During their time in Korea Hardy and Cameron made three picture stories, the most dramatic of these being the record of General MacArthur's landing at Inchon, the port of Seoul. Seoul was not only the capital of Korea but the key centre of communications for the invading armies - North Koreans backed by Chinese - now operating far down to the south after driving the South Koreans and their allies into what Cameron called "the toehold enclave of Pusan". The Inchon landing effectively cut the legs from under the attackers, dramatically reversing the whole military situation. This was the second most powerful seaborne invasion ever launched - only that against Normandy five years earlier having been bigger - and our two men were the only British photo-journalists present.

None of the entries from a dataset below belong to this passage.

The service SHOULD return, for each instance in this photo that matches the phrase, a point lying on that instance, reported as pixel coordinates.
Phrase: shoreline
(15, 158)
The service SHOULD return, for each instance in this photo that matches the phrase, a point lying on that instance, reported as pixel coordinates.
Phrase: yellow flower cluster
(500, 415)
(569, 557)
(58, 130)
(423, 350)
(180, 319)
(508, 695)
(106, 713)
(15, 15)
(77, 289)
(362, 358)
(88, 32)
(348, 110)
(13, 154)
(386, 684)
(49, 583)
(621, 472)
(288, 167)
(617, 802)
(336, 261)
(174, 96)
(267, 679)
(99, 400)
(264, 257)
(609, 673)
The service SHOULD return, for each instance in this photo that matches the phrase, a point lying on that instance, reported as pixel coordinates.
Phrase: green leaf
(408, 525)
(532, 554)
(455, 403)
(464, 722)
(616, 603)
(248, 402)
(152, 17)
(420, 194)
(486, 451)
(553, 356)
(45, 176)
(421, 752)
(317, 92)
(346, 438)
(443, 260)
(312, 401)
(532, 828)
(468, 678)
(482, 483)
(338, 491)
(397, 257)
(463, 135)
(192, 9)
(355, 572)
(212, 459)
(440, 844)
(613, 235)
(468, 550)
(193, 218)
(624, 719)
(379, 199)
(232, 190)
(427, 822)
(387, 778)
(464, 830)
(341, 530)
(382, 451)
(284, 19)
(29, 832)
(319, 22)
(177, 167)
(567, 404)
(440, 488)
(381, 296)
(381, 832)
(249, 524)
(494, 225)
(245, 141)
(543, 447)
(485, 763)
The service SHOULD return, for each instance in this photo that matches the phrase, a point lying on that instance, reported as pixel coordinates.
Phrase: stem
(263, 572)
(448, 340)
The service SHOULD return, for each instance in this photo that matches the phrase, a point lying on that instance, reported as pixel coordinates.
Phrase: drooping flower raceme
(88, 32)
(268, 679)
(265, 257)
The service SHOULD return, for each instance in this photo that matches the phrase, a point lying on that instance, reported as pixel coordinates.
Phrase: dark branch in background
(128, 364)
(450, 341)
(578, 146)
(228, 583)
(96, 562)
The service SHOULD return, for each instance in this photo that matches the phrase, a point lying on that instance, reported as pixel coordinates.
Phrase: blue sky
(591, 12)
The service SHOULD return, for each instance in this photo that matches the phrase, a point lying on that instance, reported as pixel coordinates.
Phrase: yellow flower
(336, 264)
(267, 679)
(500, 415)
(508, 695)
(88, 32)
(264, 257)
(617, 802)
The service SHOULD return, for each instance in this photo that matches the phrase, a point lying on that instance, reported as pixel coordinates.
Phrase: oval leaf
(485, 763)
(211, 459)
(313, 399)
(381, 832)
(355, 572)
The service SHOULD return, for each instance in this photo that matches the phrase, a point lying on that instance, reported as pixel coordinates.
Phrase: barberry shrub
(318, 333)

The Inchon landing was not the only story our two men had sent back, and one of the others posed a problem. Text and photographs showed vividly how the South Koreans, with at least the connivance of their American allies, were treating their political prisoners, suspected opponents of the tyrant Synghman Rhee. Rhee himself would in due course be ditched as the insupportable head of an intolerable regime by the American protectors who had kept him in power for so long; but that was still ten years on into the future, and in the meantime Rhee and his henchmen were our gallant allies and the upholders of our Christian democratic way of life. By the 1980s we have all seen treatment of prisoners more openly murderous than that revealed in Hardy's pictures, and Cameron's accompanying article would today be accounted mild. But in the climate of that time, with British and Australian troops involved in the fighting, any criticism of South Koreans was certain to be regarded as criticism of 'our' side. Such criticism, moreover, being anti-Western, must inevitably be 'pro-Eastern', and hence - with only a small distortion of language - 'Communist propaganda', a crime of which I was already being accused by my employer.
(7) James Cameron, Picture Post (7th October, 1950)
They have been in jail now for indeterminate periods - long enough to have reduced their frames to skeletons, their sinews to string, their faces to a translucent terrible grey, their spirit to that of cringing dogs. They are roped and manacled. They are compelled to crouch in the classic Oriental attitude of submission in pools of garbage. They clamber, the lowest common denominator of personal degradation, into trucks with the numb air of men going to their death. Many of them are. The spectacle is utterly medieval. Among the crowds drifting indifferently around, a few bystanders take snapshots, grinning.
(8) The Times (25th October, 1950)
Mr Edward Hulton states with the deepest regret that, following a dispute about the handling of material about the Korean war, he has instructed Mr Tom Hopkinson to relinquish the position of editor of Picture Post. There is no personal hostility between Mr Hulton and Mr Hopkinson. Mr Ted Castle, associate editor of Picture Post and for six years the assistant editor of the paper, is the new editor.